The Minister of Transport announced an increase in the operational fleet to 14 aircraft by the end of May, through 11 company-owned planes and 3 leased aircraft.
Earlier in May, Tunisair announced positive performance indicators showing an increase of 6% in total passengers and 5.4% in occupancy rate from October 2024 to March 2025 compared to the same period a year prior.
Tunisair’s report shows a 19% drop in fuel costs in the 2025 quarter compared to the 2024 quarter and a decrease of 18% following the repayment of its current loans, while its liquidity situation improved by 11%.

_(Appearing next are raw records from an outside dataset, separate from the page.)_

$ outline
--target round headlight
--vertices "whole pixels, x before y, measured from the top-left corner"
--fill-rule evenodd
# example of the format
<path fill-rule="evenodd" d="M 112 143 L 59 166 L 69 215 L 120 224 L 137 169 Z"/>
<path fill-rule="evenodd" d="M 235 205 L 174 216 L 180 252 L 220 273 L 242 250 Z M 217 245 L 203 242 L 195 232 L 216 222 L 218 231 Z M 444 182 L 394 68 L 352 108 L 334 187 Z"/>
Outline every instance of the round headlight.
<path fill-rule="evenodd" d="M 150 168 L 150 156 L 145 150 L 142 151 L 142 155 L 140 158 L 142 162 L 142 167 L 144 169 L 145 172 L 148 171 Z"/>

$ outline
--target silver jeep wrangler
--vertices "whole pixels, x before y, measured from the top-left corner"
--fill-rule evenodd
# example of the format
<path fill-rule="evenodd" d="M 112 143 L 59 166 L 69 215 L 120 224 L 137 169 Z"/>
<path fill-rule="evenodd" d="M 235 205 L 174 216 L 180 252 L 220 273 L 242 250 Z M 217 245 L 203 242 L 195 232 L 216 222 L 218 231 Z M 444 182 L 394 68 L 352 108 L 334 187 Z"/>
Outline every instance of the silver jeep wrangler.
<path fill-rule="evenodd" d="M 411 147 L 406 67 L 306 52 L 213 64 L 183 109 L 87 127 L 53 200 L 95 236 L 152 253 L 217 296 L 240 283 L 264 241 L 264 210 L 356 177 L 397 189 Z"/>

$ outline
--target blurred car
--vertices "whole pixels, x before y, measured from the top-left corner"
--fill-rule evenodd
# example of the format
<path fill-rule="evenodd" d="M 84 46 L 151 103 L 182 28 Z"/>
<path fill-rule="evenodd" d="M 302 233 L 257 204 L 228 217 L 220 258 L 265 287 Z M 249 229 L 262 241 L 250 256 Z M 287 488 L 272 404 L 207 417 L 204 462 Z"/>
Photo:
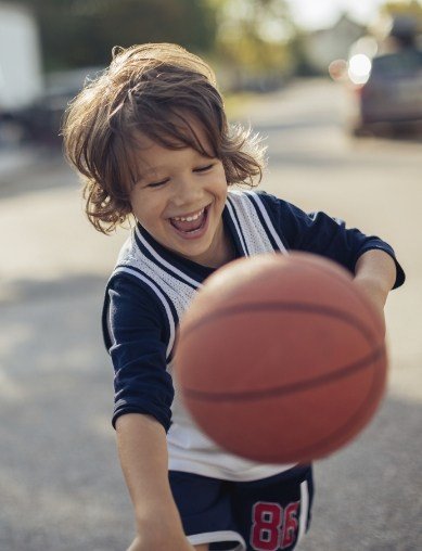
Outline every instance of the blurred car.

It is notable that the airline is engaged in a restructuring plan to save the company through modernizing the fleet with fuel-efficient aircraft, and repairing malfunctioning planes. The restructuring also includes optimizing destinations to keep only the most profitable routes as well as reducing the payroll and strengthening management and accountability.
Outlook:
President Kais Saied’s statement is likely in response to growing calls to sell a stake in the state-owned airline and enter a public-private partnership to manage the company going forward. This has been presented by many commentators as a solution to the critical financial situation Tunisair faces, with debts reaching 1.3 billion dinars.
The positive indicators released reflect improvement following the implementation of an emergency plan to save the company, which is likely to continue with the activation of more aircraft after purchase and repair operations.
However, the airline still faces significant challenges related to the demands of its employees and unions that are unlikely to accept efforts to reduce the payroll without a fight.
Additionally, the company’s growth is likely to continue being hindered by its obligation to pay back debts, thus restricting its competitiveness with other local and regional airlines.
Negative customer feedback due to strikes, delays, and last-minute cancellations is also badly impacting the company’s reputation, as it has for several years.